A feature that marks out a chef's cookery book from one written with the home cook in mind is the instruction to de-seed tomatoes. People in professional kitchens may be comfortable with throwing away half the vegetable (fruit, if you like); to the home cook, it seems both fussy and wasteful.

There is a case to be made for throwing away the seeds and jelly if you are incorporating the tomato in a sandwich. You might not want the juice to dilute a salad; but in that case the better option, in my view, is to fold in the tomatoes at the last minute -- or to rest them on top. Perhaps you do not want seeds in a sauce. You might sieve them, retaining the jelly; but surely that is a ridiculous effort.

I am delighted to see that Harold McGee, the food science guru, endorses my laziness. Here, he reports on some research prompted by Heston Blumenthal: the researchers found that the jelly of the tomato contained more flavour than the flesh.
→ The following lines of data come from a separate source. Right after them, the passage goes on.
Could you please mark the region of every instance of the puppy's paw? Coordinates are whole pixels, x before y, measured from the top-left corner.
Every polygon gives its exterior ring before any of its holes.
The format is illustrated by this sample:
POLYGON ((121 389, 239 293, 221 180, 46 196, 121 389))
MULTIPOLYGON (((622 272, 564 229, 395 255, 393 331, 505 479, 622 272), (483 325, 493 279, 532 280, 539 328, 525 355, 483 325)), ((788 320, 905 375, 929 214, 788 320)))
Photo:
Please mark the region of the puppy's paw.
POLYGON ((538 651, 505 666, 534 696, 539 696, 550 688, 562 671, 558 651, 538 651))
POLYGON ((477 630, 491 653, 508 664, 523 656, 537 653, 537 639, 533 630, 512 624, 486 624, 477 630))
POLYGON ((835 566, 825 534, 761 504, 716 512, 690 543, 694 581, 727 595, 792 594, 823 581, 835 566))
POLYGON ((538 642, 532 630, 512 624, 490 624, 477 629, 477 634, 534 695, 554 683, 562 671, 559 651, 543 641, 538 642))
Here is an easy tomato sauce, the method for which I read about in one of Nigel Slater's books. Soften a chopped garlic clove in a tbsp of olive oil; throw in four chopped tomatoes with a little salt (if the tomatoes are unripe, you might add a tsp of sugar), and simmer until the tomatoes have broken down and the sauce has thickened. Pass the sauce through a vegetable mill. Check the seasoning. If the sauce seems thin, simmer it for a little longer.


Anonymous said...

So, Nicholas, re: deseeding tomatoes -- is your point that seeds should be included with the jelly and the flesh say in making tomato pasta sauce? I get the "lazy" part -- my mother referred to me as a "sit down" cook :-) But it felt like a bit of a disconnect between the title of this blog piece and the body of the piece as "deseeding" was not clearly mentioned. Btw: I too am a big fan of Harold M.
I await your response.
Jennifer in Minneapolis, MN

Nicholas Clee said...

Sorry it's not clear, Jennifer: what I was trying to say was that I do not think that it's necessary to deseed the tomatoes when making a tomato sauce. I am never bothered by their presence.

Anonymous said...

Thank you for the clarification, Nicholas. Today's the day I make my first batch of tomato sauce. The tomatoes are from our new organic garden. And thanks to a bountiful herb garden I'll be adding rosemary and basil (lemon, genovese (my favorite), "regular").
Thanks to your blog post and the link to Harold's I can explain to my dinner guests the value of leaving the seeds in the sauce.
I look forward to exploring your other blog posts -- once our garden has been put to bed for the winter!

Nicholas Clee said...

This sounds delicious, Jennifer. I hope the seeds don't spoil it!